The guinea pig (Cavia porcellus) is a natural reservoir for Trypanosoma cruzi but has seldom been used as an experimental infection model. We developed a guinea pig infection model for acute and chronic Chagas disease. Seventy-two guinea pigs were inoculated intradermally with 10(4) trypomastigotes of T. cruzi strain Y (experimental group); 18 guinea pigs were used as control group. Eight animals from the experimental group and two from the control group were sacrificed 5, 15, 20, 25, 40, 55, 115, 165, and 365 days after inoculation. During the acute phase (15 to 55 days), we observed parasitemia (with a peak on day 20) and positive IgM and IgG Western blots with anti-shed acute-phase antigen bands. The cardiac tissue showed vasculitis, necrosis (on days 40 to 55), moderate to severe inflammation, and abundant amastigote nests. Smaller numbers of amastigote nests were also present in kidney, brain, and other organs.

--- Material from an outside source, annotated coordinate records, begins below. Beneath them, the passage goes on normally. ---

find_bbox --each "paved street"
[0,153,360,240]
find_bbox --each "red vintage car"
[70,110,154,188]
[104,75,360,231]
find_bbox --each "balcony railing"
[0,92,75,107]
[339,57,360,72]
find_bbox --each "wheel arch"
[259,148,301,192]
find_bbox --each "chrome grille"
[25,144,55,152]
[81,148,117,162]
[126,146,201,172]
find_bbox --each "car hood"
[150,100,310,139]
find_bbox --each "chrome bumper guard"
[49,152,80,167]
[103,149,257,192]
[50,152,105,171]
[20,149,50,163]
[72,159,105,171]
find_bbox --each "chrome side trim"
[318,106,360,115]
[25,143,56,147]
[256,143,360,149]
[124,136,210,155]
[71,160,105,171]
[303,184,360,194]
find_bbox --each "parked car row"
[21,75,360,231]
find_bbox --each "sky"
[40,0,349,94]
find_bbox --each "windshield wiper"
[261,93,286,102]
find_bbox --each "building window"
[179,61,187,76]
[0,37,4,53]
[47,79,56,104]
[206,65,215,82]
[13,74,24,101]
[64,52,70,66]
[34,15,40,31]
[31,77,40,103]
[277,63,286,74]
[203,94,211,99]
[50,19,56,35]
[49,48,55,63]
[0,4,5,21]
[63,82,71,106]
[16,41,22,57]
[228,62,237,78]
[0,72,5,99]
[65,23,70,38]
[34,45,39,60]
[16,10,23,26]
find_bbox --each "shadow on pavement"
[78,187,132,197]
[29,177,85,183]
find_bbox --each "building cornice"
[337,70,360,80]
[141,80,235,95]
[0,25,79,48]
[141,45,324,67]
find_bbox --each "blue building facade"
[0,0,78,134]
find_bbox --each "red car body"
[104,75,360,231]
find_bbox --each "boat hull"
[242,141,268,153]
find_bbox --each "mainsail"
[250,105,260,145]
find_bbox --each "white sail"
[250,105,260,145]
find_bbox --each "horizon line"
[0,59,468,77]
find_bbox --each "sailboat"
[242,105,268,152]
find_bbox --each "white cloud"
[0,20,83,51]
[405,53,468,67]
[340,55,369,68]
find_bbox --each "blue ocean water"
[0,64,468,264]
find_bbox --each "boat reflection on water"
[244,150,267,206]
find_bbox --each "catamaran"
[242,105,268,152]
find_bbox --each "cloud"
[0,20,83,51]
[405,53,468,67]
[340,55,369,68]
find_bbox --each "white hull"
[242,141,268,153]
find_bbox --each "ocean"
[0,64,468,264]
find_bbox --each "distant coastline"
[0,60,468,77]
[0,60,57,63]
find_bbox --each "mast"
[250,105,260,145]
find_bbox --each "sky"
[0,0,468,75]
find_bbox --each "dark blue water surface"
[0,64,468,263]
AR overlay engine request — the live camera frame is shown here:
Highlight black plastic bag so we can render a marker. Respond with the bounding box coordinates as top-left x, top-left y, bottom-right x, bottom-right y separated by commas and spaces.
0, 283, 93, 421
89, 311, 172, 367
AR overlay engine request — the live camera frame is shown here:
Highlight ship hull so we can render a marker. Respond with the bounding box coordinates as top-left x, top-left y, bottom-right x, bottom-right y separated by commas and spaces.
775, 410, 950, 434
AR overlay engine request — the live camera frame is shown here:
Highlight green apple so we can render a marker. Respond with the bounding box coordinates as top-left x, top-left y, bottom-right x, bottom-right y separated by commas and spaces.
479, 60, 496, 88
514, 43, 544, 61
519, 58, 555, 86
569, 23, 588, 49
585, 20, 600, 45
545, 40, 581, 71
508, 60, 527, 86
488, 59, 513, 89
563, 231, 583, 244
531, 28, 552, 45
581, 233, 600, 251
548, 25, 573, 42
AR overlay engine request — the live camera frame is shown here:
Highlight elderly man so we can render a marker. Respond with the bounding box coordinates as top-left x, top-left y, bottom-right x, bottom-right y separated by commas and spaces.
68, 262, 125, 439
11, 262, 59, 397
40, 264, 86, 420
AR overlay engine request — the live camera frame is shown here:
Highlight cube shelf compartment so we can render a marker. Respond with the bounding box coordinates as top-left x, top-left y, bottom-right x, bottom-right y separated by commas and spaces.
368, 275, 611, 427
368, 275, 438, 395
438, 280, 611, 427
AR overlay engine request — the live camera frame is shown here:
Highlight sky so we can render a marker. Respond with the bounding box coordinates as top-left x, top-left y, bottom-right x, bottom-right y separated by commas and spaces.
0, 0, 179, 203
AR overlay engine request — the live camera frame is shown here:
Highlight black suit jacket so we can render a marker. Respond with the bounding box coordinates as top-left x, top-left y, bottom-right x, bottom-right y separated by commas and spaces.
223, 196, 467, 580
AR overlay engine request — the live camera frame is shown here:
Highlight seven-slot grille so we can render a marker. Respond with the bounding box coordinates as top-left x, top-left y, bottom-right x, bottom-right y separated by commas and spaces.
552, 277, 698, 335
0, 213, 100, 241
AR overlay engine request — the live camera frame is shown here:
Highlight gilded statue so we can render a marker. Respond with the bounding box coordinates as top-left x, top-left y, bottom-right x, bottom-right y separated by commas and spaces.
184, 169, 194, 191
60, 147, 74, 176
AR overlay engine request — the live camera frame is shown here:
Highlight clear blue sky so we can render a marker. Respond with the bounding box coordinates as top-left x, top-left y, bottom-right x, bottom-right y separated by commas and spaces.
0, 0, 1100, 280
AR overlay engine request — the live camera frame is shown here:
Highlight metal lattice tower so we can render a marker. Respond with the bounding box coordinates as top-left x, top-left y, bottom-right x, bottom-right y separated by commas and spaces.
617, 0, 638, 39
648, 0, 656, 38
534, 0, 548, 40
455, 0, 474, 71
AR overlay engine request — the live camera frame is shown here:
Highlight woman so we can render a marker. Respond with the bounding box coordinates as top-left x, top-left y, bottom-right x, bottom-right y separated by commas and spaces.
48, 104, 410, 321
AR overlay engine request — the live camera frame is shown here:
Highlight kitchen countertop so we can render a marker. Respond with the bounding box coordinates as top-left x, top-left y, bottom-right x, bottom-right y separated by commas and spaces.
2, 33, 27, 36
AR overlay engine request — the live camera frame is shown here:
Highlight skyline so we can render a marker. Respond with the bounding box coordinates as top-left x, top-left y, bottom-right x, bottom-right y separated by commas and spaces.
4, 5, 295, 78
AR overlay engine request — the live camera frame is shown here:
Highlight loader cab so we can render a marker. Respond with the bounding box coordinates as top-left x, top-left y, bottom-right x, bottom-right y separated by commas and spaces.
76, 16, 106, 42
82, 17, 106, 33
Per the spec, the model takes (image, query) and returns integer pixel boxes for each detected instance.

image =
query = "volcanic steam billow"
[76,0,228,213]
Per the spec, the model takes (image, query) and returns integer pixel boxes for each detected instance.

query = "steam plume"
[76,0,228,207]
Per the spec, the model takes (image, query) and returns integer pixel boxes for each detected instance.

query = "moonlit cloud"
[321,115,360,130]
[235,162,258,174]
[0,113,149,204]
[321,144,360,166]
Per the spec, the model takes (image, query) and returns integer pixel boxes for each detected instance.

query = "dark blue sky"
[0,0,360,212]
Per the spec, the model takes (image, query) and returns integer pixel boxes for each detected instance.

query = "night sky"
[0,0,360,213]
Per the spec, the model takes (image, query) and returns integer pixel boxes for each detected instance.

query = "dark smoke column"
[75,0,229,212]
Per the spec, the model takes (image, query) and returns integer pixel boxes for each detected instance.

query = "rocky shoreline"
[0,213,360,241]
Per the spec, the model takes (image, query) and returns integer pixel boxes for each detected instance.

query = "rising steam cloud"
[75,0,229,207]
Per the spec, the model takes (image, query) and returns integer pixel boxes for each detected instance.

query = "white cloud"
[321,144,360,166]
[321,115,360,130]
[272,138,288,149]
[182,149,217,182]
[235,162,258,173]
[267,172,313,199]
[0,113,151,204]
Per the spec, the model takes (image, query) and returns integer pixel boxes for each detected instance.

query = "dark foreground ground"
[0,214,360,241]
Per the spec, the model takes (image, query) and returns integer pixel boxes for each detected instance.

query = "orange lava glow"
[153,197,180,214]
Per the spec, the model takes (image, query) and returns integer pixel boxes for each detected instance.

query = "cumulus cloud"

In the early chronic phase (115 to 165 days), parasitemia disappeared and anti-T. cruzi IgG antibodies were still detectable. In cardiac tissue, the number of amastigote nests and the grade of inflammation decreased. In the chronic phase (365 days), the cardiac tissue showed vasculitis and fibrosis; detectable parasite DNA was associated with higher grades of inflammation. The experimental T. cruzi infection model in guinea pigs shows kinetics and pathologic changes similar to those of the human disease.